Foto: Reprodução/TV Câmara

Foi aprovado nesta quarta-feira, 17, na Câmara Municipal de Aracaju, um projeto de lei que visa instituir em Aracaju o Dia Municipal para Rememorar a Resistência contra a Ditadura Militar, no dia 20 de fevereiro de cada ano.

A propositura gerou opiniões antagônicas na Casa Legislativa. Enquanto a oposição defendeu o texto, vereadores considerados “conservadores” se manifestaram contra.

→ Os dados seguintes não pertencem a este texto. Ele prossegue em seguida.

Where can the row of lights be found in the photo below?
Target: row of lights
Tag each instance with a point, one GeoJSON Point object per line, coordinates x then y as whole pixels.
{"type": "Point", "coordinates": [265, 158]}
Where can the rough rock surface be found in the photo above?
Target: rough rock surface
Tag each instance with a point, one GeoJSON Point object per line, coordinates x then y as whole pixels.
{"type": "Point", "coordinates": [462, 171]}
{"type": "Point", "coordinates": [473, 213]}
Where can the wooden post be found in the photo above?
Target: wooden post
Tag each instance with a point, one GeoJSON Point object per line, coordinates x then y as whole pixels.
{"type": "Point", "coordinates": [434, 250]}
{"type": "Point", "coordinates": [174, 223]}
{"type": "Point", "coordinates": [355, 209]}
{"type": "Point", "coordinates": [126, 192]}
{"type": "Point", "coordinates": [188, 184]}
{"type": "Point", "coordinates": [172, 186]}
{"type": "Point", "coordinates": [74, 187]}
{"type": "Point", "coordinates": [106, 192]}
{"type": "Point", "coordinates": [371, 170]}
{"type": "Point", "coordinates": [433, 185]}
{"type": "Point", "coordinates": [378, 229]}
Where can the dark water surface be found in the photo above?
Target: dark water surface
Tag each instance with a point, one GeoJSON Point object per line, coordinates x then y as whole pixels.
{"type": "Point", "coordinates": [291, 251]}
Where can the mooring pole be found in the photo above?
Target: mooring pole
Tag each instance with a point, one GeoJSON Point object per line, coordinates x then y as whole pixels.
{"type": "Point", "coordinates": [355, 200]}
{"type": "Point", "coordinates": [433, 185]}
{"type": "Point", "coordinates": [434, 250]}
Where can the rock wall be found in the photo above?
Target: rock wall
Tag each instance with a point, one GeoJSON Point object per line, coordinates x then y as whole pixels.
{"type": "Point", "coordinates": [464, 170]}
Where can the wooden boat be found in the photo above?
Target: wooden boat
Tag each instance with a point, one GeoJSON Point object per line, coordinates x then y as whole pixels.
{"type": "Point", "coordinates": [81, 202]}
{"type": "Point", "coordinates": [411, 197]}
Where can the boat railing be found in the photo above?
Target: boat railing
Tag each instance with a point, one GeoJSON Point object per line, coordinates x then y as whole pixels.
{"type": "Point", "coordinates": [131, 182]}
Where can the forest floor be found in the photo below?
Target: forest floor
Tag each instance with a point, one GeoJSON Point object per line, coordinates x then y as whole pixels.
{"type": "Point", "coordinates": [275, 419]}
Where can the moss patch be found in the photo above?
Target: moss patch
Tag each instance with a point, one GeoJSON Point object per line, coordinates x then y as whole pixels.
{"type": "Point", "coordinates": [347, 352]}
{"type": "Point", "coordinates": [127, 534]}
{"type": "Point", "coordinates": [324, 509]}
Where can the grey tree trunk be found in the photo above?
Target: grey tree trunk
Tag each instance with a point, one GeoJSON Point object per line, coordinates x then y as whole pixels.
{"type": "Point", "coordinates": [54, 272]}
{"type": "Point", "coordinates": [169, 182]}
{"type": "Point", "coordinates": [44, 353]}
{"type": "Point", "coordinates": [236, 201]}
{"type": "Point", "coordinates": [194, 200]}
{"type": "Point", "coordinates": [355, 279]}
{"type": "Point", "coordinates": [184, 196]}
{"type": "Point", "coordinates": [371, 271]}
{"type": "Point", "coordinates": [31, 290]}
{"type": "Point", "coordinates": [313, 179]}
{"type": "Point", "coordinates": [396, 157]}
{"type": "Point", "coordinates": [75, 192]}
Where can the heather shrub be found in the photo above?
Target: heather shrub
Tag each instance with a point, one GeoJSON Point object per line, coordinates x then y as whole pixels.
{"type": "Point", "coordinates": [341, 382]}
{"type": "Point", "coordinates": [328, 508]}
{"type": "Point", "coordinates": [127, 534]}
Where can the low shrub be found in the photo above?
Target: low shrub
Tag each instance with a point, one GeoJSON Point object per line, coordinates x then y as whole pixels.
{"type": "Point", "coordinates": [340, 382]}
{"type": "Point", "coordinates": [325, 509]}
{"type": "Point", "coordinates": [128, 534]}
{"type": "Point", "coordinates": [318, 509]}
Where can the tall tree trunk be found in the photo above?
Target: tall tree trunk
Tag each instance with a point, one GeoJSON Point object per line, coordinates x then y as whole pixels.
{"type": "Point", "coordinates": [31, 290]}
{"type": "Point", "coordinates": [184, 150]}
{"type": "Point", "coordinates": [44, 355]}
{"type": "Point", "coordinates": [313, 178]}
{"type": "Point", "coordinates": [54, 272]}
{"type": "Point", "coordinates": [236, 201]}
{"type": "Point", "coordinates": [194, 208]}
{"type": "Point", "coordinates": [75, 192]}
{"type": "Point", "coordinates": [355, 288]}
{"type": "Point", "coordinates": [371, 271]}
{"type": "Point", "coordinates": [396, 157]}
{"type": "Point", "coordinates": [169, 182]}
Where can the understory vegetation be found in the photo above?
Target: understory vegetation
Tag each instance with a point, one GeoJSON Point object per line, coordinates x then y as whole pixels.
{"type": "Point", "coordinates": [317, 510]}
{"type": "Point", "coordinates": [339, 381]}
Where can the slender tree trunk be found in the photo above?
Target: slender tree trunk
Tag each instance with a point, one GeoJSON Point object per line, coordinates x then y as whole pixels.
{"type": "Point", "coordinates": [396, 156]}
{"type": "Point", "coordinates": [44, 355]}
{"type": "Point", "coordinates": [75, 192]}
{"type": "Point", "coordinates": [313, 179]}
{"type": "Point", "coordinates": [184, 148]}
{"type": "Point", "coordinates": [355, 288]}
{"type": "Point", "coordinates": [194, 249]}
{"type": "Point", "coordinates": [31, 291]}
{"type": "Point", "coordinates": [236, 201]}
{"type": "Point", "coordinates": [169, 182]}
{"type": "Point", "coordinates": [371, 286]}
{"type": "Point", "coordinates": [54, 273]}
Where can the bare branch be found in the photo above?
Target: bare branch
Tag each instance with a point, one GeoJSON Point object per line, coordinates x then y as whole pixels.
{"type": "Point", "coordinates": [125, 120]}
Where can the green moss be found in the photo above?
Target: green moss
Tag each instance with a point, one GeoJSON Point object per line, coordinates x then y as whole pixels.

Ao defender o projeto, a autora, vereadora Sonia Meire (PSOL) afirmou: “Se não fosse o avanço nosso pela luta da democracia, nós não estaríamos aqui hoje, porque na ditadura se fechou o Congresso Nacional”.

Já o vereador Lúcio Flávio (PL) repudiou a proposta: “Apesar de todas as tentativas para encobrir ou modificar os fatos da história, ainda bem que a gente ainda tem registros policiais de tudo que aconteceu nesse período, os ataques às forças, as seguranças, assassinatos a policias, assaltos a banco, roubo de armas…Então eu quero fazer e consignar aqui primeiro o meu assombro, a coragem de propor algo dessa natureza”.

O vereador Iran Barbosa (PSOL) parabenizou Sonia Meire pela propositura. “Defender isso não é cristão. Tentar incriminar e apagar da história quem resistiu de forma brava, heroica, porque hoje é fácil fazer resistência, porque nós conseguimos a democracia”.

Pastor Diego (União) embora lembre que a ditadura tenha sido um período vergonhoso, votou contra o projeto “Então por isso eu quero registrar meu voto contrário a esse projeto”.

Após as discussões, o projeto passou por votação nominal, sendo registrados 11 votos favoráveis e 6 contrários.